Asynchronous Writing
Sometimes you can get a performance gain by implementing asynchronous operations. For example, you can prepare data for the next frame, while the previous frame is being written.
Implementation of asynchronous writes in SharpAvi can properly handle multiple simultaneous operations, serializing them into a single queue internally. However, for avoiding errors, it is recommended to always wait for completion of the previous write operation before starting a new one on the same stream. Apparently, you should never modify the contents of an input buffer which was passed to an asynchronous operation until that operation completes.
When using asynchronous writing for encoding threads, remember about thread-safety issues with some of the encoders, which may require you to use the SingleThreadedVideoEncoderWrapper class.

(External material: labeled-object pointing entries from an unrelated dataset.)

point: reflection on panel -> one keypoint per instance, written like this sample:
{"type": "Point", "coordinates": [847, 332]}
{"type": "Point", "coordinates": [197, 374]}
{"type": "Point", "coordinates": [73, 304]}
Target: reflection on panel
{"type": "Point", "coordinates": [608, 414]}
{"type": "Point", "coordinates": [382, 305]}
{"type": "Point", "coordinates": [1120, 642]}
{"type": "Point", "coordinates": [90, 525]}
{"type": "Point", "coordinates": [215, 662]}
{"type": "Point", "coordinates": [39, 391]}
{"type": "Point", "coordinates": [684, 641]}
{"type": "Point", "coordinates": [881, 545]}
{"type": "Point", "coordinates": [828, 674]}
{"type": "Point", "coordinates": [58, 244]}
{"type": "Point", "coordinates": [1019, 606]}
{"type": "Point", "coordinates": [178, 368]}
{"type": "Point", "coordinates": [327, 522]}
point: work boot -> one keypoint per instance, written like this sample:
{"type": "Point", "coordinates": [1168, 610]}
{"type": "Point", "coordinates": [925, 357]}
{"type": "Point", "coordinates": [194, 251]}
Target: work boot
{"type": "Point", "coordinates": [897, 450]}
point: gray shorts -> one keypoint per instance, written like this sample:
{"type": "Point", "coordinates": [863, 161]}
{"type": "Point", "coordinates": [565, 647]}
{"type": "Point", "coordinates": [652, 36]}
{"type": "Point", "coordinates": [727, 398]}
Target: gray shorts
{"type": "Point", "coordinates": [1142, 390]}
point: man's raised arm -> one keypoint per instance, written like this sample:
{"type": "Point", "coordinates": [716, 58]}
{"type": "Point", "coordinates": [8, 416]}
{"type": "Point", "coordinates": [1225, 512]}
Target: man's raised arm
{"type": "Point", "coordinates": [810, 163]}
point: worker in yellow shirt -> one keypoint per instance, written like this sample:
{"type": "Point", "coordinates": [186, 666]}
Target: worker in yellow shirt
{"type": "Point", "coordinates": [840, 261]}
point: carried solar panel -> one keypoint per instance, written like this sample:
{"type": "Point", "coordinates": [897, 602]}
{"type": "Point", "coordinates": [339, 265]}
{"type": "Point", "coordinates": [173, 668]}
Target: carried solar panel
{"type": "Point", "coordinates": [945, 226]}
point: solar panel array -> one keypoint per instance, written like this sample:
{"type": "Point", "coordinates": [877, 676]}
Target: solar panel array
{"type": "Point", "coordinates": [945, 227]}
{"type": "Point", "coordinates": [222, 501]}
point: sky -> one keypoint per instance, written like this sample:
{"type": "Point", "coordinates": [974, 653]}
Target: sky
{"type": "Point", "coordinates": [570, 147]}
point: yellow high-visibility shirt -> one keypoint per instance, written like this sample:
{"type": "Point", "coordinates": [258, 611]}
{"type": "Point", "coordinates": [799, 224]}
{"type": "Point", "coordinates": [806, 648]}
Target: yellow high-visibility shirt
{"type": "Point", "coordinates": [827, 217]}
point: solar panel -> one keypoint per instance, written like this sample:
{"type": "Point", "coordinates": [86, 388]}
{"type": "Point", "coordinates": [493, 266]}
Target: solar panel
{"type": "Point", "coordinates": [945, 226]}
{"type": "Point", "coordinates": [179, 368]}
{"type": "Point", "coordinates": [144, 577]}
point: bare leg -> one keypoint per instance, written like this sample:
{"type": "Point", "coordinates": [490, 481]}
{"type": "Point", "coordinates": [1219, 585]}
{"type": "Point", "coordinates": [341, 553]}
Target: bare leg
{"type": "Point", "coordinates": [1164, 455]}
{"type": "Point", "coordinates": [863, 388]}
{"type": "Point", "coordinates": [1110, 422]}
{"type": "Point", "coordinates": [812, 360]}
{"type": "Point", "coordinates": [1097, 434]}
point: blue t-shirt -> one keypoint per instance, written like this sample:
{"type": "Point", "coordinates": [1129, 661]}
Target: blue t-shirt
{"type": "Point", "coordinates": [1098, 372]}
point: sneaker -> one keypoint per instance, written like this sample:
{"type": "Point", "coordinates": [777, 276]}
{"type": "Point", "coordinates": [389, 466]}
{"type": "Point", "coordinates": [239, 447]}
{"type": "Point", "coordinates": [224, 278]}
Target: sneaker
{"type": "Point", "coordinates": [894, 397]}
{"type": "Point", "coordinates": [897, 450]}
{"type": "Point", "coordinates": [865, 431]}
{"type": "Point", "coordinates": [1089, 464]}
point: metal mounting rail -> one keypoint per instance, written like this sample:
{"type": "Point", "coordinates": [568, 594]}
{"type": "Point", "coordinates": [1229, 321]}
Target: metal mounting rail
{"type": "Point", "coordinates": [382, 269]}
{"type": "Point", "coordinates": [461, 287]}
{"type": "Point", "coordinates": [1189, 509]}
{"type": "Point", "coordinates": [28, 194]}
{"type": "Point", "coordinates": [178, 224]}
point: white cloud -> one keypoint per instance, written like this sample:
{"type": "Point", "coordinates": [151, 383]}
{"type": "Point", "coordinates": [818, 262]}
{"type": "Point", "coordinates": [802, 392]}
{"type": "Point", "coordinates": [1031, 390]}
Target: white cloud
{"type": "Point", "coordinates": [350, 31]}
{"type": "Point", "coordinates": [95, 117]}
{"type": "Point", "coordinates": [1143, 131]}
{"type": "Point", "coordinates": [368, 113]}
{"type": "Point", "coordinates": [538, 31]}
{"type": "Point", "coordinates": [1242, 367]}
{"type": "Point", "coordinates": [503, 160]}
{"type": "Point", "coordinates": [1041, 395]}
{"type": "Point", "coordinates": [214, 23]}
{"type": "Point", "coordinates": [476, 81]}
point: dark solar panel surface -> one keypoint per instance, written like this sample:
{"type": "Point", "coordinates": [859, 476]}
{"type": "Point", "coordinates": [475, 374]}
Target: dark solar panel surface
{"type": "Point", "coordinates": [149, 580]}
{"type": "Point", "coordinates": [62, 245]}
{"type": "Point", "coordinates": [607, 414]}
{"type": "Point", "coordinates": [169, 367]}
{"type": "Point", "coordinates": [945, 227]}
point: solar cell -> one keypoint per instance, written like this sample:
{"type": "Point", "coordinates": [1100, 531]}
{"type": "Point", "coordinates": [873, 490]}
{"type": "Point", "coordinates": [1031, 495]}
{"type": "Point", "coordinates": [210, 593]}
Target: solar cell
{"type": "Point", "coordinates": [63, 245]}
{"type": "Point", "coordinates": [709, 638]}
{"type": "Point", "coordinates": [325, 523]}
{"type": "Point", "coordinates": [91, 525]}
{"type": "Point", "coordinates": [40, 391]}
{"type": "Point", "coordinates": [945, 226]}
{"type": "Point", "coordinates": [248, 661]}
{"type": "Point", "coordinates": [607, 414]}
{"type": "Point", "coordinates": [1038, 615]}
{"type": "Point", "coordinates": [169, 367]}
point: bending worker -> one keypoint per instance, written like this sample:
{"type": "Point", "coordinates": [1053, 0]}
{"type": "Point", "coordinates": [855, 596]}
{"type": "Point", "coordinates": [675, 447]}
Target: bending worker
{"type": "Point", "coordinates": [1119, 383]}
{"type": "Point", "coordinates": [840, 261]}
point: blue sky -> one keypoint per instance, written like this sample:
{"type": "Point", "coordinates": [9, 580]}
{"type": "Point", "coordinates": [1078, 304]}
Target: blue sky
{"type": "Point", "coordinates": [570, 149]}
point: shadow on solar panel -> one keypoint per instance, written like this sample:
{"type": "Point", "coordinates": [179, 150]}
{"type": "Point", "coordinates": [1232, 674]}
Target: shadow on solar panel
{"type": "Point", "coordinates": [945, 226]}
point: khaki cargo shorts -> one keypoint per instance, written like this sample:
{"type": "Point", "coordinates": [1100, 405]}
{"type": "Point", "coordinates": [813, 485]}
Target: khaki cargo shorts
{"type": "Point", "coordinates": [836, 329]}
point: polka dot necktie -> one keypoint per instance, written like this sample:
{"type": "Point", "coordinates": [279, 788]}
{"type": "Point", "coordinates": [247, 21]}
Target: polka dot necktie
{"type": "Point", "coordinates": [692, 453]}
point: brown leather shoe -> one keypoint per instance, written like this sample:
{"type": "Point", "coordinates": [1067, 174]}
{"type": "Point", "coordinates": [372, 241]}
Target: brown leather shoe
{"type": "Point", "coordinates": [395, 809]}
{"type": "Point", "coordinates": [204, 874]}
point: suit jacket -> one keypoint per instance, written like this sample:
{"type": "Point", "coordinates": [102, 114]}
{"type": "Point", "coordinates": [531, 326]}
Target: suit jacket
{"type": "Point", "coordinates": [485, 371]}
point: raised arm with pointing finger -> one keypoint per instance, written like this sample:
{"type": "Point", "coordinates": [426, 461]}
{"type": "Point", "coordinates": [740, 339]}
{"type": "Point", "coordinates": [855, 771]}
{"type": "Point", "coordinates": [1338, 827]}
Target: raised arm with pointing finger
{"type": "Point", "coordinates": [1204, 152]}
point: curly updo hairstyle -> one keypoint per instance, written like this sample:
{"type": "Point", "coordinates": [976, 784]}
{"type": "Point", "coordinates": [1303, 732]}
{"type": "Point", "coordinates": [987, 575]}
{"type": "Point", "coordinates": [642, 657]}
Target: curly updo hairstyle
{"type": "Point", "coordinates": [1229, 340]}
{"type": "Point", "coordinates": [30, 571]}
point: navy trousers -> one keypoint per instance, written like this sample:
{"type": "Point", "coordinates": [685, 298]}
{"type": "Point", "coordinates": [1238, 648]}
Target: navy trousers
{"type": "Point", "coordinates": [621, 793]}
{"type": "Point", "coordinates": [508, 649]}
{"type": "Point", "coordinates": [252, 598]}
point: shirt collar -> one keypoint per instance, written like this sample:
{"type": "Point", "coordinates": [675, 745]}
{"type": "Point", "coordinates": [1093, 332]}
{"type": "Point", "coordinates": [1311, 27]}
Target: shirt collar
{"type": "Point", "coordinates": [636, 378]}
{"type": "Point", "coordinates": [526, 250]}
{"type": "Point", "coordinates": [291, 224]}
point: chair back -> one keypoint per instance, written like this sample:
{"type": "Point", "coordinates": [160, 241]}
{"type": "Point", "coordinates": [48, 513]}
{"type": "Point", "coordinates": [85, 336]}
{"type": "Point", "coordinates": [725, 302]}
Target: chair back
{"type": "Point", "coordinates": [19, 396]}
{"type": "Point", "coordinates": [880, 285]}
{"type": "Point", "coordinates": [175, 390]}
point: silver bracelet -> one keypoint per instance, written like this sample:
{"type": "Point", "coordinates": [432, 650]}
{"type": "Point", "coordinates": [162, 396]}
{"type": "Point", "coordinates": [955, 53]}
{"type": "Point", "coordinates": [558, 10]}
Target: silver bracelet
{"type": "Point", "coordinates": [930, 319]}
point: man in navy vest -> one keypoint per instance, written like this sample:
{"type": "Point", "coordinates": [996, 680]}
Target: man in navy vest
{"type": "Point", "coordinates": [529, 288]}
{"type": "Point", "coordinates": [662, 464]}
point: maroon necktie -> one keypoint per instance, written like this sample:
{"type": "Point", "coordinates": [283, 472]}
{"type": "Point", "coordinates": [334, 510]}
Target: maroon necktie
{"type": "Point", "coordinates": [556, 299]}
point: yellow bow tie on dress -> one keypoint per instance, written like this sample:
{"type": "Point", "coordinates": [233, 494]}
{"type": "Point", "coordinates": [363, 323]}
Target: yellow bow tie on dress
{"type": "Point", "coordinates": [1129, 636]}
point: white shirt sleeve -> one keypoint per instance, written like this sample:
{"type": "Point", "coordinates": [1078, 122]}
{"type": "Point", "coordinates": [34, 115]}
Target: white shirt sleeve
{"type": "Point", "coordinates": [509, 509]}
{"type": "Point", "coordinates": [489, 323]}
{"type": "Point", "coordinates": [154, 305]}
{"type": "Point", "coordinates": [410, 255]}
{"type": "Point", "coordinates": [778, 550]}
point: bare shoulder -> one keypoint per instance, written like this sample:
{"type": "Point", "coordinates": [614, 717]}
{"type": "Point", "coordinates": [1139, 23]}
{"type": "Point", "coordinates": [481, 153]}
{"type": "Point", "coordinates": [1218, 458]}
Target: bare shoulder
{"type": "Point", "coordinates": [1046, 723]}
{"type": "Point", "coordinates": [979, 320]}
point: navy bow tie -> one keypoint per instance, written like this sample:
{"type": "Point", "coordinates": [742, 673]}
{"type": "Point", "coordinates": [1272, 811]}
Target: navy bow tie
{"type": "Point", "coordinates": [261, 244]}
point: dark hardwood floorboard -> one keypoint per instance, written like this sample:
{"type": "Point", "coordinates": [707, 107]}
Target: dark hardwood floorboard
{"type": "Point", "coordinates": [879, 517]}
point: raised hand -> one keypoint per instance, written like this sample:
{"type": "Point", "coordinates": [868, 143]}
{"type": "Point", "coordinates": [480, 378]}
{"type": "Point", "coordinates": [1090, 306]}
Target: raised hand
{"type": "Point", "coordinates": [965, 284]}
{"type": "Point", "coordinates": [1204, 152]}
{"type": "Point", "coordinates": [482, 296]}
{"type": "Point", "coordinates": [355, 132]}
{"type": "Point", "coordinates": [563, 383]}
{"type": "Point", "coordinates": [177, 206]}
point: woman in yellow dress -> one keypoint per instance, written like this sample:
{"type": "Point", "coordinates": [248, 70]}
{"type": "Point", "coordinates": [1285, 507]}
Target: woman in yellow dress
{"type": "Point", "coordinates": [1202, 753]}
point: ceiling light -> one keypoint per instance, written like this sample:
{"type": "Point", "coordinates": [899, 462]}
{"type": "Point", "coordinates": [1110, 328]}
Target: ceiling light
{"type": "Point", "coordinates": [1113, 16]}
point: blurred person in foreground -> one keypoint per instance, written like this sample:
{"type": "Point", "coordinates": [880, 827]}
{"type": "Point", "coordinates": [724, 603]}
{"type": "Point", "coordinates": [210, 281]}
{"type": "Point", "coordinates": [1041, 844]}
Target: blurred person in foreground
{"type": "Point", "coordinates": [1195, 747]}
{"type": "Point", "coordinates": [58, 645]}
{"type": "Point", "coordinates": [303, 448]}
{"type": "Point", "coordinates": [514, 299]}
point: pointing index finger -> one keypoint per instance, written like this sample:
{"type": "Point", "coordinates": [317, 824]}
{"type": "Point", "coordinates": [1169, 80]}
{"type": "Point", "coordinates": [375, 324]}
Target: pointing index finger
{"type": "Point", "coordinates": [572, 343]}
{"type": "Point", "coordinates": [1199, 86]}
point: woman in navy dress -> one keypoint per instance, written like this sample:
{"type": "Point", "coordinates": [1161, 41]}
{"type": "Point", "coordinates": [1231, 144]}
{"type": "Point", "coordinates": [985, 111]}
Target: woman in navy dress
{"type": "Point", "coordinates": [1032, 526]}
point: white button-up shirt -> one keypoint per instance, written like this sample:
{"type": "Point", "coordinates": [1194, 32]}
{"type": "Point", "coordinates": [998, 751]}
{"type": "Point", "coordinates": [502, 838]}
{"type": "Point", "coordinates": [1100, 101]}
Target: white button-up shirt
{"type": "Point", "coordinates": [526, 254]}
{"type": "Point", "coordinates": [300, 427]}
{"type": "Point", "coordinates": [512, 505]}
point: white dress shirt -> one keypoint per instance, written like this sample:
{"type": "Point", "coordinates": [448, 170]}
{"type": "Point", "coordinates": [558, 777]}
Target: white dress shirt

Method IAviVideoStream.WriteFrame
has an asynchronous counterpart WriteFrameAsync
. And there is the method IAviAudioStream.WriteBlockAsync
. On .NET 5+ there are also overloads with a ReadOnlyMemory<byte>
parameter instead of a byte array.
Asynchronous variants of methods start writing operation and return the corresponding Task
object. You can do common task operations with it - use with the await
keyword, wait for it synchronously or add a continuation task.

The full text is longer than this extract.